本來想根據機器學習書上的推導的梯度下降公式手寫一個梯度下降,但是效果不好,後面用了tf自帶的梯度下降後成功。
發現方差作爲代價函數不能在MNIST數據集上取得良好效果,訓練正確率始終在0.1上下徘徊。
MNIST上的優化函數得使用交叉熵,隱含節點個數有幾個經驗公式,大概取了一個附近的值,下面先給出MNIST上的代碼。
import numpy
import input_data
import tensorflow as tf
mnist = input_data.read_data_sets("MNIST_data/",one_hot=True)
input_size = 784
out_size = 10
hide_note = 60
x = tf.placeholder("float", [None, input_size])
y = tf.placeholder("float", [None, out_size])
v = tf.Variable(tf.random_normal([input_size, hide_note], stddev=0.1))
b = tf.Variable(tf.zeros([hide_note])+0.1)
w = tf.Variable(tf.random_normal([hide_note, out_size], stddev=0.1))
sita = tf.Variable(tf.zeros([out_size])+0.1)
a = tf.matmul(x,v)+b
a = tf.nn.relu(a)
y_ = tf.matmul(a, w)+sita
y_ = tf.nn.relu(y_)
loss = tf.reduce_mean (tf.nn.softmax_cross_entropy_with_logits (labels = y, logits = y_))
opt = tf.train.GradientDescentOptimizer (0.05).minimize (loss)

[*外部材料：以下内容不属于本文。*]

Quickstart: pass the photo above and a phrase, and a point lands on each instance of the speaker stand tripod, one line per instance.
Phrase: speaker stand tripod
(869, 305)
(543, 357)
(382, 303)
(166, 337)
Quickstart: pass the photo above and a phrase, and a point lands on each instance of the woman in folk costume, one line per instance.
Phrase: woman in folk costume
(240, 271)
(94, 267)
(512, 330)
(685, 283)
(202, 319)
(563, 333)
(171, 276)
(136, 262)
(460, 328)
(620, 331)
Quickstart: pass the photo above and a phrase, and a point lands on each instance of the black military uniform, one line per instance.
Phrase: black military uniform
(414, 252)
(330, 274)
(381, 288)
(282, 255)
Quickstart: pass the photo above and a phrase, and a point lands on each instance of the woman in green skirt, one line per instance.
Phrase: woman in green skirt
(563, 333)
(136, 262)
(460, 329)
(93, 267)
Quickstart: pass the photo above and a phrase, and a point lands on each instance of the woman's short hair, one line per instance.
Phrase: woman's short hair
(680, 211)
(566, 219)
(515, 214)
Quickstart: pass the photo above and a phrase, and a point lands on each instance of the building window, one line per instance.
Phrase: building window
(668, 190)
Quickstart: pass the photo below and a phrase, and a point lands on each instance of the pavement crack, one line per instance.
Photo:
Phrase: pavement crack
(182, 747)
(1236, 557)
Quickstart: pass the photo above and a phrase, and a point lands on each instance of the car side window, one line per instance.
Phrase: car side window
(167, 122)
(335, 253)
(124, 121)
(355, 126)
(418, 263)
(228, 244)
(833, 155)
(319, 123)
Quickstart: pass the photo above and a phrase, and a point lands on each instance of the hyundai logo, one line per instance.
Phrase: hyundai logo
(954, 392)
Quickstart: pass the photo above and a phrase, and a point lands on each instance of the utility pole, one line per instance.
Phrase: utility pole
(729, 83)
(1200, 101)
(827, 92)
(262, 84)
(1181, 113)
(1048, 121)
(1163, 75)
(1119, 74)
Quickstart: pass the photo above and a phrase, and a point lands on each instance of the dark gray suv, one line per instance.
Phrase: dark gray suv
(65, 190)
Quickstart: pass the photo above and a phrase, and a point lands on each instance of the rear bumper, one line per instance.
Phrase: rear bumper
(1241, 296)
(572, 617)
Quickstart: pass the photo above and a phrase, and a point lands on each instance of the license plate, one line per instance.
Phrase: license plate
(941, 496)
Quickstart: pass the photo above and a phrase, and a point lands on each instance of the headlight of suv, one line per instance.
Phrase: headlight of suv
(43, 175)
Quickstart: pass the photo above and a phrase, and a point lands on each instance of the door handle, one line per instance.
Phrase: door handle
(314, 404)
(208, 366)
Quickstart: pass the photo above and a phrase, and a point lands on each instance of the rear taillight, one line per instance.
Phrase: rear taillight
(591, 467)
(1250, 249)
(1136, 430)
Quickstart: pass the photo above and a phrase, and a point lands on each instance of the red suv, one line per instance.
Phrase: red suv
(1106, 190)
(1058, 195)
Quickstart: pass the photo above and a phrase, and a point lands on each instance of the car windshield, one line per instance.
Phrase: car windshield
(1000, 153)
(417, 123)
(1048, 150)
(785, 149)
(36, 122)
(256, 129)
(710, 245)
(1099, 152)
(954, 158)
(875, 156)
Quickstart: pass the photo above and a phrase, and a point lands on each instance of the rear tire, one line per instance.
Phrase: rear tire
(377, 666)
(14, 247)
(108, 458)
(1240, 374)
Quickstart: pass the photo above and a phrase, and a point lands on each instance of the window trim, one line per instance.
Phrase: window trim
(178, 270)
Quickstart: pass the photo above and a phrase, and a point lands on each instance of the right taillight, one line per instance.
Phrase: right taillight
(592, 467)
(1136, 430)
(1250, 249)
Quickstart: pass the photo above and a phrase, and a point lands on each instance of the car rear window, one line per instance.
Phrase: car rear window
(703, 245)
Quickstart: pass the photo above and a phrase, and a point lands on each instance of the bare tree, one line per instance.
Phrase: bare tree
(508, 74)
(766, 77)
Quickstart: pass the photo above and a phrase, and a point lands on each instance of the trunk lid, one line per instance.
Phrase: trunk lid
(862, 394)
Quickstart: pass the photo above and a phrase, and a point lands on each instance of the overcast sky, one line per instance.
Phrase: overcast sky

init = tf.global_variables_initializer()
sess = tf.Session()
sess.run(init)
for i in range(5000):
batch_xs, batch_ys = mnist.train.next_batch(100)
test,new_loss=sess.run([opt,loss],feed_dict={x: batch_xs, y: batch_ys})
accuracy = 0
for i in range(1000):
batch_xs, batch_ys = mnist.test.next_batch(1)
indexs = sess.run(y_, feed_dict={x: batch_xs})
answer=numpy.argmax(indexs)
# print(indexs)
print("test:", i, "預測類別:", answer, "真實類別:", numpy.argmax(batch_ys))
if answer==numpy.argmax(batch_ys):
accuracy=accuracy+1
print(accuracy/1000)
注意初始化的時候不要全爲0,節點的輸出結果用激活函數映射一下,學習率是0.05,一般推薦學習率不大於0.1,在調試過程中學習到了一些tensorflow矩陣運算函數的使用和注意點,這裏需要提一下的就是tf中向量(一維數組)是不能直接和矩陣進行乘運算的可以用reshape或者先點乘再累加和的方法。
機器學習 5.5課後習題,代價函數用方差,注意下離散值的轉換,這裏轉換成向量,即對於某離散屬性若有三個可取值則轉化爲一個三維單位向量,在值的那一維取1其餘爲0,因爲西瓜集的例子不多所以我這裏手動處理了一下,最後一列是label。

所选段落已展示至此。